We've had our GSD pup (1 yr old-ish female) for almost 3 weeks now. She will eventually switch to raw, but for now I have given her raw marrow bones to satisfy her insatiable need to chew. Some of these have wider necks and she is such a chewer that she actually chips bone off of the pieces- I'm worried she'll hurt her teeth. Today I got three 5" long pork neck bones that seem to have a good amount of meat on them as well. I was going to freeze them and give them to her frozen to chew. Is this an okay thing to give her, and should I take it away when most of the meat is off? I read some people saying pork neck isn't safe and others saying it is. She's eating a grain-free kibble right now. Thanks for your help!


----------



## mspiker03 (Dec 7, 2006)

I consider pork necks an RMB and not a recreatioinal bone (I feed raw). They are usually pretty boney, and if your dog eats them, she may need some additional MM so she doesn't get constipated. 
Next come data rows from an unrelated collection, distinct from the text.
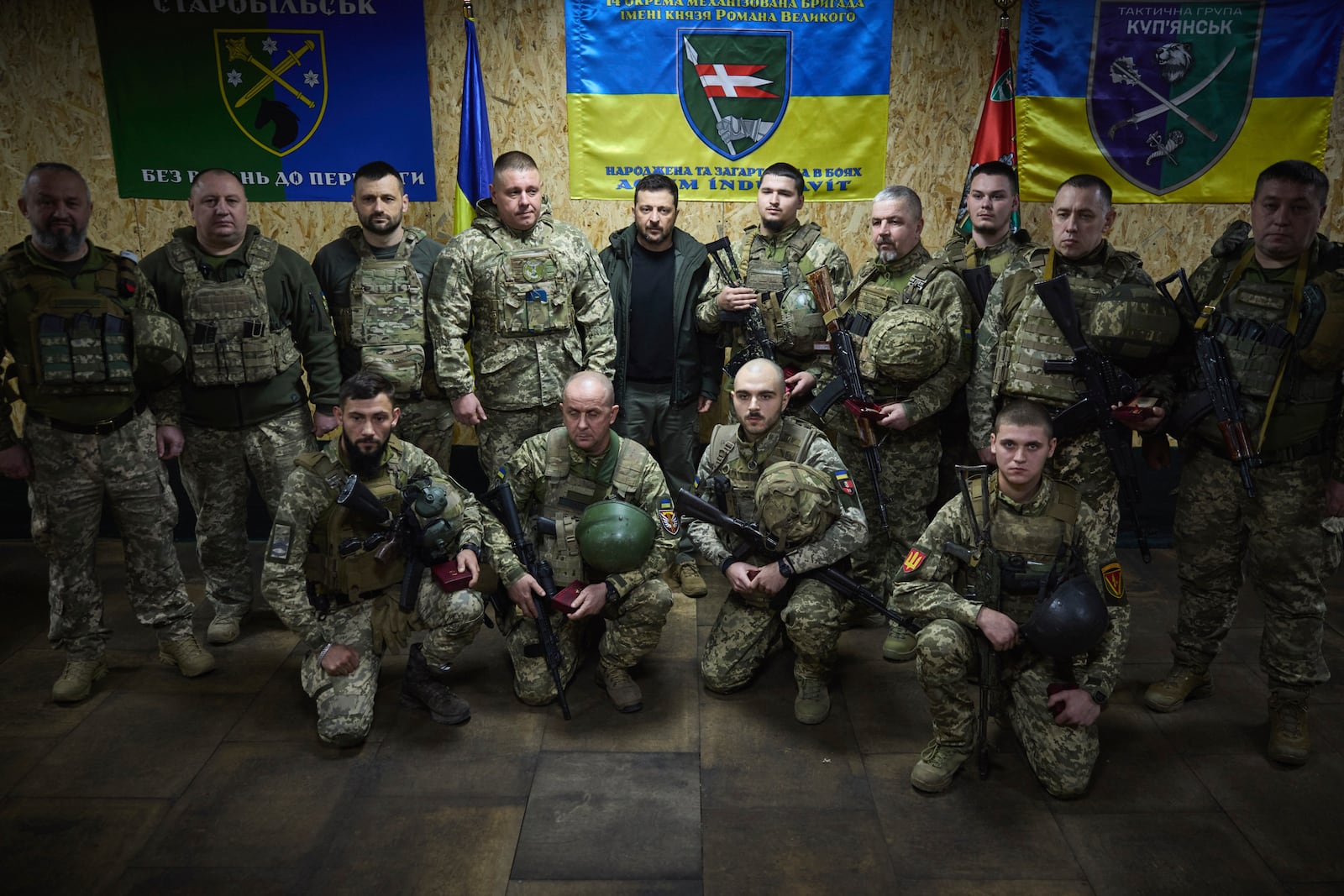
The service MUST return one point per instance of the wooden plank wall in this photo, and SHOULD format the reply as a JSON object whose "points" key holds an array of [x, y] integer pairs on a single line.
{"points": [[942, 53]]}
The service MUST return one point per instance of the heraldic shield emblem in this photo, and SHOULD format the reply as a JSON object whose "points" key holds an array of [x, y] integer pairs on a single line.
{"points": [[1169, 86], [273, 85], [734, 86]]}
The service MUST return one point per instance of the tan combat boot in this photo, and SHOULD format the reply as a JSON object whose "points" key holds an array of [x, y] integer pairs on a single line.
{"points": [[77, 679], [1289, 741], [1182, 684], [187, 654]]}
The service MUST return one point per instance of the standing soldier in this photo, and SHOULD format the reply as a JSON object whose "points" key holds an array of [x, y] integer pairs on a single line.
{"points": [[374, 278], [85, 426], [1273, 297], [779, 255], [253, 316], [1059, 641], [788, 465], [530, 295], [616, 530], [913, 360], [663, 385], [340, 593]]}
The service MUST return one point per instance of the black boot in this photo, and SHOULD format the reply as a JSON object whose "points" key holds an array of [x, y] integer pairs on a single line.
{"points": [[423, 687]]}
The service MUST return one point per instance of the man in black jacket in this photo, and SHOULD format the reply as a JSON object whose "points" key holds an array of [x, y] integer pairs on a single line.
{"points": [[662, 385]]}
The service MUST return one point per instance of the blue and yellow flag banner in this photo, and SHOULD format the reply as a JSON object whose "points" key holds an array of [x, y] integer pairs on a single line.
{"points": [[1173, 102], [291, 94], [712, 92]]}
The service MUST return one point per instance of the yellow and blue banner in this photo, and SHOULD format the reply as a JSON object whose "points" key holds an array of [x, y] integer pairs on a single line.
{"points": [[1173, 102], [712, 92]]}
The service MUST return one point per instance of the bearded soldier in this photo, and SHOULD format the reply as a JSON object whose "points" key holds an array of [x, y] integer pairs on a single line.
{"points": [[66, 312], [328, 582], [1059, 641], [374, 280], [530, 295], [1273, 298], [616, 530], [779, 255], [819, 523]]}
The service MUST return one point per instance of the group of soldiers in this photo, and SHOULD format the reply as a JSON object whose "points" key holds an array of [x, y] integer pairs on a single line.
{"points": [[853, 401]]}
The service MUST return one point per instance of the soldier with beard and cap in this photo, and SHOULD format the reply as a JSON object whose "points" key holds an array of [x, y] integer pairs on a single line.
{"points": [[374, 278], [530, 295], [331, 587], [87, 432]]}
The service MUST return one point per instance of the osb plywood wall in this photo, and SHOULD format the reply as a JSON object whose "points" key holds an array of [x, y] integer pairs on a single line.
{"points": [[942, 51]]}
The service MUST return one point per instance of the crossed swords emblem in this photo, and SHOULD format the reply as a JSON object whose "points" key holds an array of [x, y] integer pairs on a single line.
{"points": [[1124, 70], [239, 50]]}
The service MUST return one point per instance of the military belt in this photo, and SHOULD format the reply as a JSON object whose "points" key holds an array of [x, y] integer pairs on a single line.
{"points": [[101, 427]]}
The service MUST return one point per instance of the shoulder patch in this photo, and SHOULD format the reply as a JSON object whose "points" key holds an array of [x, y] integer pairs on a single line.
{"points": [[667, 513], [1115, 582]]}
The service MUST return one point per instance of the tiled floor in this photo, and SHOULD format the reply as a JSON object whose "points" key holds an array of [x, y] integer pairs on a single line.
{"points": [[219, 785]]}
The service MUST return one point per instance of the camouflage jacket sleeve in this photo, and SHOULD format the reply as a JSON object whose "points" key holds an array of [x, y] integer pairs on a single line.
{"points": [[948, 297], [924, 586], [1099, 558], [448, 315], [282, 582]]}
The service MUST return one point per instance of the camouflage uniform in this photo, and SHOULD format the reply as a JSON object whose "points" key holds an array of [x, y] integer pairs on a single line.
{"points": [[385, 328], [73, 470], [750, 626], [558, 479], [1061, 757], [244, 409], [1007, 369], [772, 264], [911, 456], [1277, 535], [295, 562], [537, 309]]}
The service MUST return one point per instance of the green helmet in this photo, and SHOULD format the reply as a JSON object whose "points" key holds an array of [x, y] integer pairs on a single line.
{"points": [[615, 537], [796, 503], [907, 344]]}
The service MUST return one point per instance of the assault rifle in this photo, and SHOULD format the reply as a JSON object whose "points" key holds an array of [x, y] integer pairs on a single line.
{"points": [[757, 542], [501, 500], [1221, 390], [984, 587], [1104, 385], [847, 385], [754, 332]]}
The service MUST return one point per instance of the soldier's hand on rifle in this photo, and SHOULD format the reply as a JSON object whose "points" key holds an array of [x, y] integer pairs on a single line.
{"points": [[468, 410], [591, 602], [737, 298], [522, 591], [340, 660], [999, 629]]}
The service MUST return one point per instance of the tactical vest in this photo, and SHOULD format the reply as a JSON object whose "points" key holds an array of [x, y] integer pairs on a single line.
{"points": [[1019, 367], [743, 472], [385, 317], [360, 575], [228, 325], [568, 495], [80, 343], [790, 328], [531, 291]]}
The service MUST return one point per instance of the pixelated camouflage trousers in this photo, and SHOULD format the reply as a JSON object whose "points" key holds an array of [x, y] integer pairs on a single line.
{"points": [[428, 425], [1277, 540], [346, 703], [71, 473], [748, 631], [503, 432], [214, 472], [909, 484], [1062, 757], [631, 629]]}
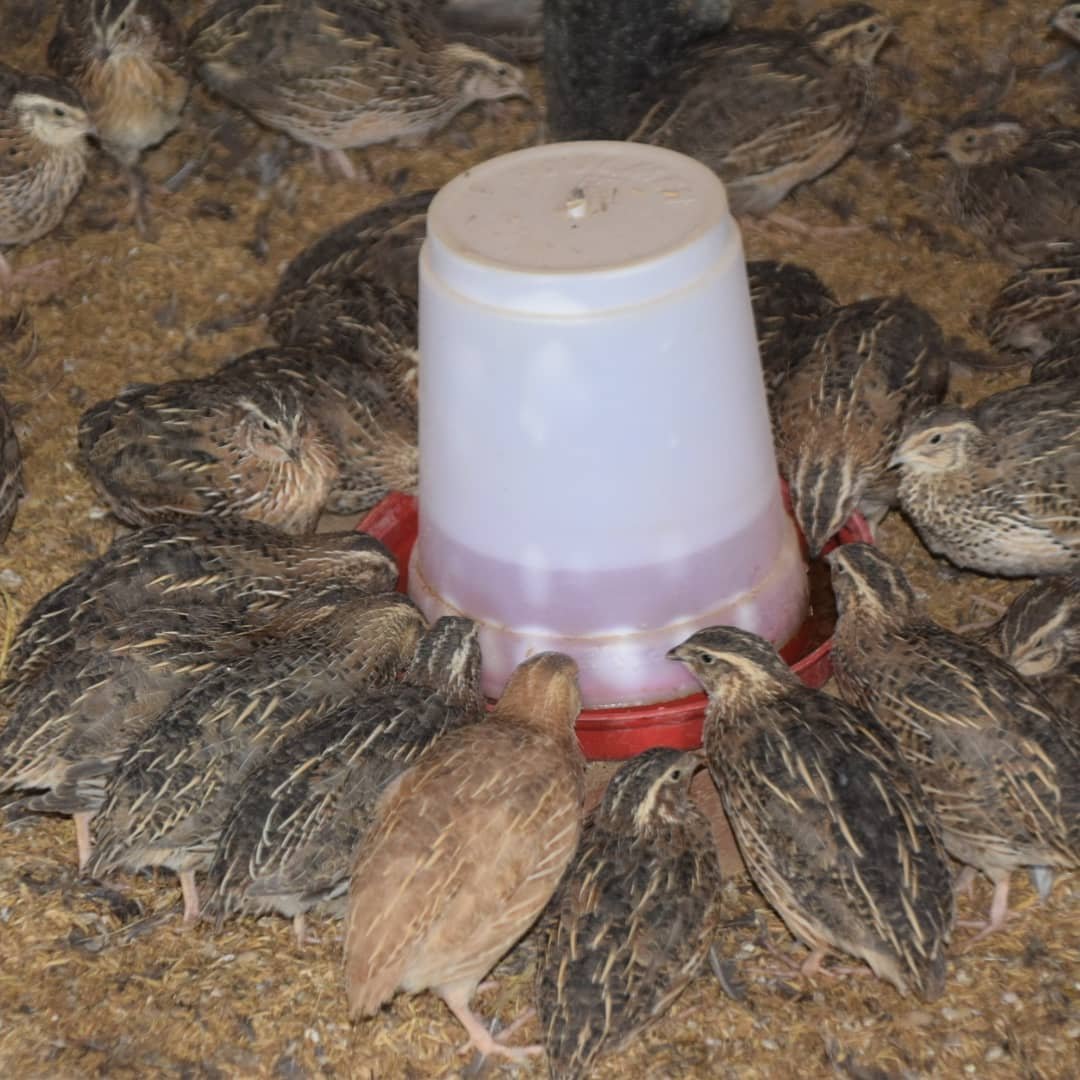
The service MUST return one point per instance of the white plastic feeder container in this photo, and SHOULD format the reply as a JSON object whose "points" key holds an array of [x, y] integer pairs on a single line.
{"points": [[596, 464]]}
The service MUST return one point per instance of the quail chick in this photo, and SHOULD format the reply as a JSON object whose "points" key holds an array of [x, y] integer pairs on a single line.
{"points": [[877, 364], [791, 309], [1000, 765], [365, 401], [340, 73], [43, 127], [771, 109], [126, 58], [214, 447], [996, 488], [169, 798], [11, 471], [289, 840], [634, 917], [835, 829], [1014, 189], [468, 848]]}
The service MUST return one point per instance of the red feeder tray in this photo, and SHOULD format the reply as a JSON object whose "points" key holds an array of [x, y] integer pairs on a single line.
{"points": [[621, 732]]}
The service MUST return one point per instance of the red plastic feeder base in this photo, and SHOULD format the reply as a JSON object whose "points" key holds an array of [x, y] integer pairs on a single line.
{"points": [[613, 734]]}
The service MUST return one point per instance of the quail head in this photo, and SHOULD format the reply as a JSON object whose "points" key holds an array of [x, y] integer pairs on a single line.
{"points": [[468, 848], [1001, 766], [996, 488], [340, 73], [634, 917], [834, 827], [876, 364], [43, 129], [214, 447], [771, 109], [170, 795], [126, 58], [291, 838]]}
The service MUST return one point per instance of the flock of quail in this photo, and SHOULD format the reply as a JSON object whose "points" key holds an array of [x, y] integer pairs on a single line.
{"points": [[251, 704]]}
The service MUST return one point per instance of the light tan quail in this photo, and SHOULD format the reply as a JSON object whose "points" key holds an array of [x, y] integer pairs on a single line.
{"points": [[834, 827], [771, 109], [996, 488], [467, 849], [43, 149], [291, 838], [1001, 766], [837, 416], [127, 61], [341, 73], [213, 447], [167, 799], [634, 917]]}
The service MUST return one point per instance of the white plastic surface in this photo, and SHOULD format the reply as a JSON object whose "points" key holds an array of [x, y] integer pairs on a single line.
{"points": [[596, 466]]}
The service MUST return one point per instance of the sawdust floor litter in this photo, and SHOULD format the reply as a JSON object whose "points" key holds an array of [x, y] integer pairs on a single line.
{"points": [[98, 979]]}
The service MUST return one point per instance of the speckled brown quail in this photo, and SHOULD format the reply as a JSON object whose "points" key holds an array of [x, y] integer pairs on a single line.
{"points": [[771, 109], [127, 61], [634, 917], [43, 127], [213, 447], [169, 797], [365, 401], [837, 416], [996, 488], [340, 73], [835, 829], [291, 838], [12, 487], [1000, 765], [1014, 188], [468, 848]]}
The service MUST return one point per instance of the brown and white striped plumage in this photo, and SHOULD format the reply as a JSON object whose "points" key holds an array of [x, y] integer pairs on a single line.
{"points": [[996, 488], [634, 917], [834, 827], [468, 848], [838, 415], [1000, 765]]}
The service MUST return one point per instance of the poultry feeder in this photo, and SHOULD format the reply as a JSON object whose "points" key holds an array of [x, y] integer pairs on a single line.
{"points": [[596, 466]]}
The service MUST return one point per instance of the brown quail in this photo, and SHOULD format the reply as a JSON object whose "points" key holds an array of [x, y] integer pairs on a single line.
{"points": [[340, 73], [837, 417], [1000, 765], [771, 109], [127, 61], [170, 795], [834, 827], [996, 488], [214, 447], [291, 838], [468, 848], [634, 918], [43, 127]]}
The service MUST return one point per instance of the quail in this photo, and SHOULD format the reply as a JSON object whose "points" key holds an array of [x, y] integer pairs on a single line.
{"points": [[996, 488], [634, 918], [1000, 765], [11, 471], [340, 73], [1013, 188], [43, 129], [771, 109], [835, 829], [167, 799], [467, 849], [213, 447], [127, 61], [877, 363], [289, 840]]}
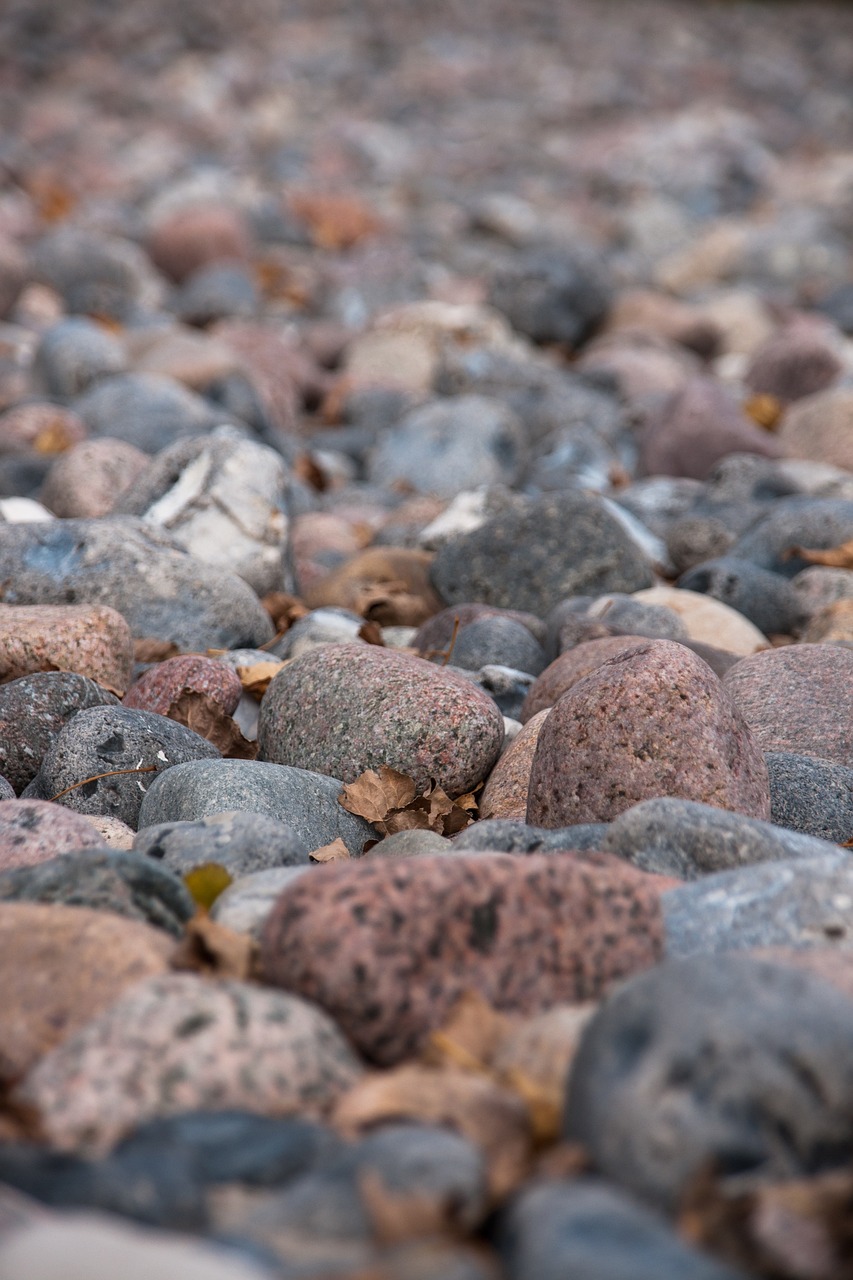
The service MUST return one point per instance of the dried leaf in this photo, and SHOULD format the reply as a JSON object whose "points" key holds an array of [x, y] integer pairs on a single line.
{"points": [[334, 853]]}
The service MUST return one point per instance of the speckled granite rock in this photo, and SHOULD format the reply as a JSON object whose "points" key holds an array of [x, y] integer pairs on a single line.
{"points": [[342, 709], [177, 1043], [91, 641], [32, 712], [653, 721], [388, 950], [798, 699], [59, 968]]}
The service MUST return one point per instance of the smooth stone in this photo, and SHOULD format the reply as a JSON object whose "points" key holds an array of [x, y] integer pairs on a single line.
{"points": [[60, 967], [680, 837], [181, 1043], [92, 763], [388, 952], [138, 571], [90, 640], [105, 880], [653, 721], [536, 553], [798, 699], [811, 795], [342, 709], [242, 842], [806, 904], [304, 801], [717, 1060]]}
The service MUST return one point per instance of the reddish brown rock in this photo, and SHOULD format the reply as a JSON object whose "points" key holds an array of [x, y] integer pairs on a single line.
{"points": [[505, 795], [798, 699], [89, 639], [35, 831], [163, 685], [388, 949], [653, 721], [60, 967]]}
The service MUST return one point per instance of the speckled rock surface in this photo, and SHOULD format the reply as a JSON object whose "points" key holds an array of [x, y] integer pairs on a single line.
{"points": [[388, 950], [59, 968], [177, 1043], [347, 708], [798, 699], [32, 712], [33, 831], [92, 641], [653, 721]]}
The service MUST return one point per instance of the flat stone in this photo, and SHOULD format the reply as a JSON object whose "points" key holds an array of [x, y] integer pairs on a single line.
{"points": [[387, 951], [652, 721], [342, 709], [181, 1042], [90, 640]]}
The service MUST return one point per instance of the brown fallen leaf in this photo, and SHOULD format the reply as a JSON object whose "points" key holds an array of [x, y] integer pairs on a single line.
{"points": [[334, 853]]}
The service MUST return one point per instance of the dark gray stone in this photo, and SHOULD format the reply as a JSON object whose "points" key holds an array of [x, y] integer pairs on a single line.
{"points": [[721, 1060], [589, 1230], [105, 740], [680, 837], [240, 841], [533, 556], [807, 903], [305, 801], [137, 570], [105, 880], [32, 712], [811, 795]]}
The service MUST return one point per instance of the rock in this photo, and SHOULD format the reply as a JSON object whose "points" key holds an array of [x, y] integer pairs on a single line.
{"points": [[796, 699], [96, 759], [342, 709], [177, 1043], [450, 446], [62, 967], [306, 803], [105, 880], [656, 1096], [89, 479], [33, 831], [533, 556], [505, 794], [679, 837], [138, 571], [222, 498], [387, 954], [801, 903], [652, 721], [90, 640], [73, 355], [241, 842], [708, 621], [32, 712], [587, 1229]]}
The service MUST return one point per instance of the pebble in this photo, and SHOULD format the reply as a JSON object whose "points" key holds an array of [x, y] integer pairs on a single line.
{"points": [[342, 709], [387, 954], [651, 721], [178, 1043]]}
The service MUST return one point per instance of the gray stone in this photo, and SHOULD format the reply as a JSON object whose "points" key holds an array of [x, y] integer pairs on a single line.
{"points": [[305, 801], [138, 571], [105, 880], [807, 903], [680, 837], [810, 795], [715, 1060], [533, 556], [114, 741], [238, 841]]}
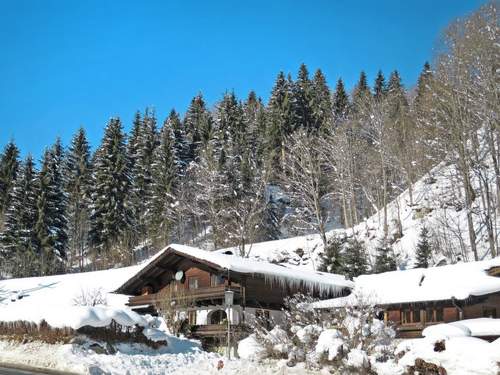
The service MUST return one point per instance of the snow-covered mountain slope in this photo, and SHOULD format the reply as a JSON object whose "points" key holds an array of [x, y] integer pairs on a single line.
{"points": [[437, 204]]}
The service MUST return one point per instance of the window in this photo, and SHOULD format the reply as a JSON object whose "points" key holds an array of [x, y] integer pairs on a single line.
{"points": [[439, 314], [193, 283], [263, 317], [416, 316], [489, 312], [410, 316], [192, 317], [216, 280]]}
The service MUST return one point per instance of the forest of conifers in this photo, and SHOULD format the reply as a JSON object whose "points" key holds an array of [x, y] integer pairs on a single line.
{"points": [[247, 171]]}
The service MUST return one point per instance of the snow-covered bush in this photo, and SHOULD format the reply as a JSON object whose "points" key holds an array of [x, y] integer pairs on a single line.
{"points": [[346, 339], [90, 297]]}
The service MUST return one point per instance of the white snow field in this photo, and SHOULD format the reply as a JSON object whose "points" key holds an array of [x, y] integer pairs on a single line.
{"points": [[435, 205]]}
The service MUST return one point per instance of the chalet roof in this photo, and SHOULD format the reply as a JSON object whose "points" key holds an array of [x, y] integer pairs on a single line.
{"points": [[282, 275], [458, 281]]}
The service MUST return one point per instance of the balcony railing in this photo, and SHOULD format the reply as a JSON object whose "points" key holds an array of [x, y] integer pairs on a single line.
{"points": [[196, 295]]}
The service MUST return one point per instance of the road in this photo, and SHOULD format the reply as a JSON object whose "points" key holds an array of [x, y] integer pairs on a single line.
{"points": [[14, 371]]}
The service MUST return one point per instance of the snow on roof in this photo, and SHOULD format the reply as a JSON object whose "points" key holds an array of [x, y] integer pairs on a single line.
{"points": [[273, 273], [52, 298], [458, 281]]}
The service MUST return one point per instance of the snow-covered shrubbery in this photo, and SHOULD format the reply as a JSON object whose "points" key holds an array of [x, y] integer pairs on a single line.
{"points": [[347, 339], [90, 297]]}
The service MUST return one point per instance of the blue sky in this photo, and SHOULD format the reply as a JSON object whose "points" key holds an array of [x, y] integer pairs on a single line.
{"points": [[68, 63]]}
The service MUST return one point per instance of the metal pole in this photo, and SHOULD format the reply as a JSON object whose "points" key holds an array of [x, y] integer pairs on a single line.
{"points": [[228, 333]]}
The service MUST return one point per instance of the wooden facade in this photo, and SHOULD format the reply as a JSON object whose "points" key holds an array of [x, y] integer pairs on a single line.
{"points": [[204, 284], [411, 318]]}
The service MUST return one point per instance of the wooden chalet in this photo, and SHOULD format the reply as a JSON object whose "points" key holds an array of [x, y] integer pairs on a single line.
{"points": [[417, 298], [200, 279]]}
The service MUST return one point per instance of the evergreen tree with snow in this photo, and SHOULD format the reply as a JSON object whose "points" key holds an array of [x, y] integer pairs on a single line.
{"points": [[271, 221], [19, 239], [360, 93], [340, 102], [78, 188], [141, 174], [321, 102], [423, 253], [9, 165], [331, 258], [198, 127], [380, 88], [163, 204], [51, 224], [385, 260], [111, 219], [181, 146], [302, 92], [355, 259], [279, 122]]}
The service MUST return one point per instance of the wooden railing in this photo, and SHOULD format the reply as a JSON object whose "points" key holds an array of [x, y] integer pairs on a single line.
{"points": [[200, 294], [214, 330]]}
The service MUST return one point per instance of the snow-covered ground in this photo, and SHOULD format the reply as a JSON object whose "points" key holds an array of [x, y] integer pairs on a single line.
{"points": [[436, 205]]}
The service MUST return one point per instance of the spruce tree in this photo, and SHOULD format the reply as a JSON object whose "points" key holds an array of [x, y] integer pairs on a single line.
{"points": [[331, 258], [198, 126], [302, 92], [110, 215], [355, 260], [279, 122], [78, 188], [360, 93], [423, 252], [321, 102], [340, 102], [9, 164], [161, 212], [385, 260], [141, 175], [51, 224], [19, 240], [379, 89], [181, 147]]}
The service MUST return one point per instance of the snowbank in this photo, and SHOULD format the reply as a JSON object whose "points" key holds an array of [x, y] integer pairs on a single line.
{"points": [[457, 281], [282, 275], [462, 355]]}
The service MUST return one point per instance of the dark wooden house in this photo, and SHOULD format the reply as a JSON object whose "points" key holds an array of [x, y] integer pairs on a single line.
{"points": [[196, 281], [417, 298]]}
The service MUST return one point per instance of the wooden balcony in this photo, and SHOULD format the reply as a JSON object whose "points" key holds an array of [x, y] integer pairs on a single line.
{"points": [[200, 296], [213, 330]]}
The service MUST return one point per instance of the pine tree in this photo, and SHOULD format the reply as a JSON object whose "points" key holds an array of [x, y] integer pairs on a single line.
{"points": [[385, 260], [331, 258], [51, 224], [321, 102], [379, 89], [9, 165], [181, 146], [423, 94], [270, 227], [340, 102], [423, 252], [355, 260], [279, 122], [110, 215], [198, 126], [141, 175], [302, 99], [19, 238], [78, 189], [162, 207], [360, 93]]}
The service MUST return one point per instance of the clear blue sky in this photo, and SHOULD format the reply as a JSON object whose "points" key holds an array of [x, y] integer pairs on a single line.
{"points": [[69, 63]]}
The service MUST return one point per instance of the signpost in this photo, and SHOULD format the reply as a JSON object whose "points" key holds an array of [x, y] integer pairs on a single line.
{"points": [[229, 299]]}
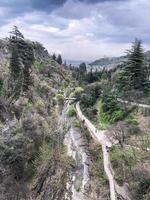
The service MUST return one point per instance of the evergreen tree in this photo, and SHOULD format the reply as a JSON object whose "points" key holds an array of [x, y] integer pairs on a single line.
{"points": [[16, 33], [59, 59], [54, 56], [134, 72], [82, 71], [22, 58]]}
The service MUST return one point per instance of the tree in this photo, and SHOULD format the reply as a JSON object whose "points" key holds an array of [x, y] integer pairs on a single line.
{"points": [[82, 71], [54, 56], [134, 72], [22, 58], [16, 33], [59, 59]]}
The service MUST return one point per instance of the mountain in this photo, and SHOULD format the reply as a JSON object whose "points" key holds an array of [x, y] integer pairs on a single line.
{"points": [[112, 62]]}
I personally don't give my dogs marrow bones - I have seen several people comment that because they are so dense that dogs chip their teeth on them.


----------



## Jax08 (Feb 13, 2009)

I use pork necks as RMB's also. Jax chews through those, even partially frozen, in a few minutes.


----------



## Runswithdogs (May 8, 2010)

Yes, i'm worried about when we switch Regen to raw because she bolts down EVERYTHING. Food, chews...she was a stray before we adopted her.
With all the stories of bloat, impaction, bowel perforation, I'm nervous about feeding her things she needs to chew and watch her inhale them whole!
For example, the Costco 12" bully sticks are half gone in 5 minutes flat.


----------



## onyx'girl (May 18, 2007)

You can give a fresh knuckle bone for a recreational chew. It has beneficial cartelidge and the bone isn't as hard as the marrow bone. And there is no marrow to cause runny poo, or a spot to catch the jaw. 
Toss it, before it dries out causing splinters.


----------



## mspiker03 (Dec 7, 2006)

Runswithdogs said:


> Yes, i'm worried about when we switch Regen to raw because she bolts down EVERYTHING. Food, chews...she was a stray before we adopted her.
> With all the stories of bloat, impaction, bowel perforation, I'm nervous about feeding her things she needs to chew and watch her inhale them whole!
> For example, the Costco 12" bully sticks are half gone in 5 minutes flat.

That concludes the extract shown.